Sustainable Evolution in an Ever-Changing Environment: General Characterization

TL;DR

This paper explores a theoretical framework linking thermodynamics and sustainability, proposing a Boltzmann-Gibbs measure as a standard for sustainable evolution in changing environments, and discusses implications for engine efficiency limits.

Contribution

It introduces a novel thermodynamic measure for sustainability based on Boltzmann-Gibbs weights and develops a fundamental perspective on banning perpetual motion machines.

Findings

The measure for sustainable evolution is a Boltzmann-Gibbs weight.

This measure acts as a local thermodynamical potential.

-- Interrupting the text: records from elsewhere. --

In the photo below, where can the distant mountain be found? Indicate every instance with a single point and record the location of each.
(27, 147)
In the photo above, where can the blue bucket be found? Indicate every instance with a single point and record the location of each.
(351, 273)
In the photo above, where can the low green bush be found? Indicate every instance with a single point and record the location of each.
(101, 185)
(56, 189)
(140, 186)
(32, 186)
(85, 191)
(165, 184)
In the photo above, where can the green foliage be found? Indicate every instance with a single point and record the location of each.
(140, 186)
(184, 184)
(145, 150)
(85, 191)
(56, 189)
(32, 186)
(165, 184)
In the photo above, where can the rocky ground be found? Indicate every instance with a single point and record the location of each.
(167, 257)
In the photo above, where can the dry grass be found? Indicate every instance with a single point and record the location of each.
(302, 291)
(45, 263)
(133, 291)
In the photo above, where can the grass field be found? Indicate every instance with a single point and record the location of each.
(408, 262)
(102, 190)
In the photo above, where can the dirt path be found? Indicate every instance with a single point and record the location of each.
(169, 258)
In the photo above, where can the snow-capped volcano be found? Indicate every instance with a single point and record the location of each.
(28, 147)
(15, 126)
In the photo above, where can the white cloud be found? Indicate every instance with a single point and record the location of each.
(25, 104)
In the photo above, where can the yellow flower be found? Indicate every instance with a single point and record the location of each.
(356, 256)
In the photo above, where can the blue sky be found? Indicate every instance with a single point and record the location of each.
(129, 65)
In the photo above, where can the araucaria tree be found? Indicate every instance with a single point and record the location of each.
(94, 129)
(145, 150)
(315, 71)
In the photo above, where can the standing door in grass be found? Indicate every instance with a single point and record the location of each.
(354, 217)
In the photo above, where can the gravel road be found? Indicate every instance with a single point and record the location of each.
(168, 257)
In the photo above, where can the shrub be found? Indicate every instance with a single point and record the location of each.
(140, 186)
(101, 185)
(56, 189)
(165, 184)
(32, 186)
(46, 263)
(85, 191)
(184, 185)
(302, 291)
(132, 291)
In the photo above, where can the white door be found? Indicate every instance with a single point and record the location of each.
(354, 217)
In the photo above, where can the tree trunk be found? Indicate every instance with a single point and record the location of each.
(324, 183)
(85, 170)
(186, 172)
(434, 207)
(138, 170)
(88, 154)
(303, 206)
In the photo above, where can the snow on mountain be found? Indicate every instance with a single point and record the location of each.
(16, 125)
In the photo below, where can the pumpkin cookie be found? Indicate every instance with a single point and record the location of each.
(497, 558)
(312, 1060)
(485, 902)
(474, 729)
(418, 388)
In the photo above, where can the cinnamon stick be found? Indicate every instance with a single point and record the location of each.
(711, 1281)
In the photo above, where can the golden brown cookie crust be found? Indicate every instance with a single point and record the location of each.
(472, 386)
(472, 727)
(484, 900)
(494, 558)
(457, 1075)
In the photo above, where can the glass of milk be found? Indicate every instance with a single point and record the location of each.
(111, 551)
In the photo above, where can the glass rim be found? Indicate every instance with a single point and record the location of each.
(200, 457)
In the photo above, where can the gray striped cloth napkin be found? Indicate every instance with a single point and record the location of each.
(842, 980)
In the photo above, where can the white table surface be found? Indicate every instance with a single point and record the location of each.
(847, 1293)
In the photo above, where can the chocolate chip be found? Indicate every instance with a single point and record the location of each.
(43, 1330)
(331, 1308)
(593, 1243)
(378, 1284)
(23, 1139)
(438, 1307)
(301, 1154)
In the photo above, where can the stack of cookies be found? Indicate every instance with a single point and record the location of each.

Reversible engine efficiency never exceeds Carnot efficiency.

Abstract

A complex interplay between the academic issue about generalization of the thermodynamics and the practical matter about setting standards for a sustainable evolution of both tailored devices and natural systems is considered. It is established that the measure for a sustainable evolution in an ever-changing environment appears as a Boltzmann-Gibbs weight. At the same time, this measure performs as a local thermodynamical potential which, at the expense of being released from the condition of entropy maximization, serves as grounds for a fundamental development of the idea of banning perpetuum mobile. It is proven that the best efficiency of each engine that operates reversibly never exceeds the efficiency of corresponding Carnot heat engine where the engine is free from necessity of a physical coupling to two heat reservoirs.